Yes, your standard replies are 100% bullshit.
You might consider finding a better model to paraphrase than ol’ Mealy-Mouthed Montex, chief of propaganda for Gulag Americana.
bottom-nik calls me names so you know I must be getting to him. LOL!
I don’t think any corporations or anyone making more than $100k per year should have to dirty themselves with paying any taxes, state or local. The entirety of the tax burden should be shouldered by the middle class and poor, because… obviously. And only those in the wealthiest 1% should be allowed to vote because… obviously. I am Republican.
Obviously your thinking is irrational because you are a Democrat.
How did all that tax cut tin’ work for your economy to this point, jackanapes? Massive tax cuts have allowed massive hoards of cash to move to the top 5%. That’s it, that’s all. If any of the bullshit arguments about “job creators” needing more money to help the economy were true, you wouldn’t have economic collapses on a regular basis would you?
Truly don’t understand you Americans. You accept that your IRS (?) seek out every individual expat American in the world and double tax them. I have dual-national friends (Canadian/American) who have relinquished their American Citizenship rather than pay dual taxes but your government can’t legislate any kind of taxation on even domestically operating companies in the U.S. Itself. Does any US company actually pay 35%? Doubtful.
 Canada’s quality of life is much higher and Healthcare is actually vastly superior in the delivered standards of care, accessibility, quality of doctors and we actually don’t mind an extra day’s wait if someone’s need is more urgent for things like MRIs.
Canada blows. They have not created one original business, concept, art form, music, literature, machine, architecture in their entire impotent, polar existence. Their claim to fame is the dice roll of sharing a border with the United States Of America.
my conscience won’t let me rest without this one caveat: Canada DID take in American men who refused to be drafted into Robert Strange McNamara’s “police action” in Vietnam.
Wrong on all accounts. To quote Dylan Moran, “The reason everyone dislikes Americans—aside from everything they’ve done—is that their stupid people sound so stupid.”
The author of that article is rather confused: he states that the average effective rate is 27%, But then goes on to use the 35% number as if it were the actual fact. And yes, it would be nice to lower the statutory rate in exchange for fewer loopholes, but name me one loophole that actually has a chance of being closed.
Furthermore, I’ve seen estimates that the actual tax rate is as low as an average 14%. Also, this is dependent on the particular industry: utilities are taxed at a high rate (34%) and software firms average a much lower rate (9%) (by some calculations. But software companies can, in theory, move offshore, but utilities can’t: so the idea that the tax rate is causing companies to flee the US it bogus.

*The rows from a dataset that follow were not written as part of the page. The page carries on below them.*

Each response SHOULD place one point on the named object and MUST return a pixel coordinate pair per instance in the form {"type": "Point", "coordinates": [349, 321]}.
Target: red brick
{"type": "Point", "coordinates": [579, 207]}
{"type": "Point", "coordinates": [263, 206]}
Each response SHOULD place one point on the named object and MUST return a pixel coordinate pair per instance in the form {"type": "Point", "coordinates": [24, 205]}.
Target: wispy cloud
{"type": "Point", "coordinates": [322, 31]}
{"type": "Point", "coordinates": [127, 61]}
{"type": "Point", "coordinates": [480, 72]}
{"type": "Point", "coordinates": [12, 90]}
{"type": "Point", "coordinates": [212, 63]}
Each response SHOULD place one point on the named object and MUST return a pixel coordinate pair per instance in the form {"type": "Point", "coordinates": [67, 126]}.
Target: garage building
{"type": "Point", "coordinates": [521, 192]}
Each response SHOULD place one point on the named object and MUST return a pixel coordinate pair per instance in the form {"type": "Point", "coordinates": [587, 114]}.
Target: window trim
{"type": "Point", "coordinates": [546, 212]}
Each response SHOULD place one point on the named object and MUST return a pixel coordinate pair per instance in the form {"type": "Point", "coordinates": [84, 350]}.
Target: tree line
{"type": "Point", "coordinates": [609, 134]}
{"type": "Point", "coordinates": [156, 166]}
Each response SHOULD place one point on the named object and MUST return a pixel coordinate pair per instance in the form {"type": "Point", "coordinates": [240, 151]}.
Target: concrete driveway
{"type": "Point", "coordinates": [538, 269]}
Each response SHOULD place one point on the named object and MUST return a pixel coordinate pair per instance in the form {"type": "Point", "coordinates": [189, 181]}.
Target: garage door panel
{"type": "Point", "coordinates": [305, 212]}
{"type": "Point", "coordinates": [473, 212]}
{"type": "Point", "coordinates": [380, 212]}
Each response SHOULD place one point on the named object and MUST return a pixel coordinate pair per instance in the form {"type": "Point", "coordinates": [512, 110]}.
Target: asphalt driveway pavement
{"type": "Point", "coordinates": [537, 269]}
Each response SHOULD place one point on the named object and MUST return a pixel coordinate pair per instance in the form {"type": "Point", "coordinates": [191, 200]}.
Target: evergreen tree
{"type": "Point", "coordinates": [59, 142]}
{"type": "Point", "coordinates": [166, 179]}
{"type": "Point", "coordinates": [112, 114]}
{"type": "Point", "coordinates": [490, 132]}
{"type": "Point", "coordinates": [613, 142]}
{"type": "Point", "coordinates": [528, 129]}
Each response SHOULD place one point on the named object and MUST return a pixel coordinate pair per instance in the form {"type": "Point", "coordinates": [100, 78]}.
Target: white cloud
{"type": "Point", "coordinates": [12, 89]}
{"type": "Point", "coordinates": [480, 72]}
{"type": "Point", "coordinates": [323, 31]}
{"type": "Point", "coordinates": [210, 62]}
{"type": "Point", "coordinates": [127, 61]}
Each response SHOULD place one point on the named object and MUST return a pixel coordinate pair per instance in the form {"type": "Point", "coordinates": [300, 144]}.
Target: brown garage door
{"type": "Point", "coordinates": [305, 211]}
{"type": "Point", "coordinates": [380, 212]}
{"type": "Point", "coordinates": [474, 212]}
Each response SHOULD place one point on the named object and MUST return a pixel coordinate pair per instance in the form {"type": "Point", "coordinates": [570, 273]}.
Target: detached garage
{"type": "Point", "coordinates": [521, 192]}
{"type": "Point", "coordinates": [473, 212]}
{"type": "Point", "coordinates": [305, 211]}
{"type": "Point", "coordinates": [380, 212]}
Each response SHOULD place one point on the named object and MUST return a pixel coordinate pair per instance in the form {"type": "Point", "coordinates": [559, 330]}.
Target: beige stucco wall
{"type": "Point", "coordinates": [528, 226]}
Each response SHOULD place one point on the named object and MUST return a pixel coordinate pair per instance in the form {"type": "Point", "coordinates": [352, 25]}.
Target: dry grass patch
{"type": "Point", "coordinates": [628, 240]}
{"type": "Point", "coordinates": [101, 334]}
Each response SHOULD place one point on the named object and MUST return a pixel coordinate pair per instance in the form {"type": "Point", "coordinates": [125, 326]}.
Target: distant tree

Consider the insanity of what you just described. Companies ARE fleeing the US. That is not bogus. It’s a fact. General Electric is now a French Company. Many companies maintain only small presences in the US and have moved much of their operations overseas. . . and it is mostly because of tax reasons. Income taxes are the least of the taxes that are chasing them out.
But to return to the insanity. The basic tax rate for corporations in the US is 35% but the Byzantine tax code results in what you wrote. The outcome varies according to a multitude of seta sides, some of which are industry, or even COMPANY specific, that should never have gotten into our tax code. . . but there they sit. Special favors for political cronies. There are tax breaks in the code that are written to benefit specific individuals. . . ABSURD! That is insane.